At Dynavax, our vision and work ethic are guided by the collective ideals underpinning our core values, and these form the basis of our dynamic company culture. We strive to maintain a culture where each employee is valued by the organization and where our organization is valued by each employee. We offer a highly flexible work environment for our headquarter employees where individuals work remotely and gather for in-person meetings when necessary. Dynavax is headquartered in the San Francisco Bay area, and our manufacturing facility is in Düsseldorf, Germany.

The Quality Assurance Specialist (Contractor) is responsible for supporting activities related to Quality Systems including Document Control, Training, Quality Records Management, Supplier Management, Audits, and Quality Event Management (Deviation, CAPA, Change). This position will support the upgrade implementations and maintenance of the electronic Quality Management System (eQMS), which will be used company-wide for document control, training, and management of Quality events such as deviations, complaints, and CAPAs.

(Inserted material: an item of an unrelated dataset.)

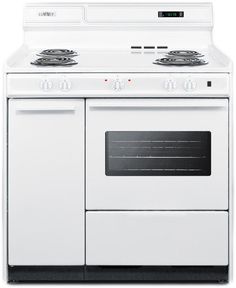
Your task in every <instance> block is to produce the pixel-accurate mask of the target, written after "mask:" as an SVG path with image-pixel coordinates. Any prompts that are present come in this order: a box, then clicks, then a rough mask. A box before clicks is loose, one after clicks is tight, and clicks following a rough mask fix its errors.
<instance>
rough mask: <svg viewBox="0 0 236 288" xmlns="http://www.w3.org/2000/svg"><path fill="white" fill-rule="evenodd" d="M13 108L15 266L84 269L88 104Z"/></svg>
mask: <svg viewBox="0 0 236 288" xmlns="http://www.w3.org/2000/svg"><path fill="white" fill-rule="evenodd" d="M8 109H9V110H8V111H9V127H8V133H9V135H8V145H9V147H8V223H9V227H8V255H9V259H8V262H9V265H83V264H84V101H83V100H57V99H54V100H50V99H41V100H40V99H38V100H37V99H34V100H24V99H12V100H9V108H8Z"/></svg>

• Administer the Document Control program. Support the development of QA systems, Directives, and SOPs.
• Administers the Training Program. Trains personnel and provide technical support.
• Support the implementation and continuous improvement of the eQMS by collaborating on the development of SOPs, protocols, and reports for operations and validation activities.
• Administer the QA archive (controlled documents), including filing/retrieving of records and creation/distribution of copies of archive materials.
• Supports the oversight of Quality Events such as deviations, CAPAs, and change controls, where these events impact Quality Systems they administer (documents, training, records, etc.).
• Maintain records and generate reports for Quality management review.
• Supports internal and external audits. Support the Quality team during regulatory inspections.
• Support the Dynavax Supplier Management Program, including but not limited to qualification, periodic evaluation and/or requalification of new and/or existing Suppliers and Service Providers.
• Support the generation and management of the annual External and Internal Audit schedules employing a risk-based approach.
• Support the organization in maintaining a work environment focused on quality and that fosters learning, respect, open communication, collaboration, integration, and teamwork.
• Other duties as assigned.

• Minimum 3 years relevant experience in Quality Assurance in the biotechnology or pharmaceutical industry.
• Experience with an electronic quality management system (e.g., document control/training system).
• Knowledge of FDA regulatory requirements for biologics or pharmaceuticals.
• Must have excellent communication and interpersonal skills and proven ability to establish collaborative relationships and work within a team-oriented environment.
• Must have the ability to proactively resolve issues in a diplomatic, flexible, and constructive manner.
• Strong organizational skills, with the ability to effectively prioritize and manage multiple projects and tasks with attention to detail.
• Self-motivated and directed; works effectively independently but willing to seek guidance as appropriate.
• Strong technical writing and editing skills.
• Proficient with Word, Excel, Visio, PowerPoint, and Adobe Acrobat.
• Ability to sit for prolonged periods; reach with arms and hands; lift and move small objects; use hands to keyboard and perform other office related tasks including repetitive movement of the wrists, hands and/or fingers.
• Occasional travel required, as needed.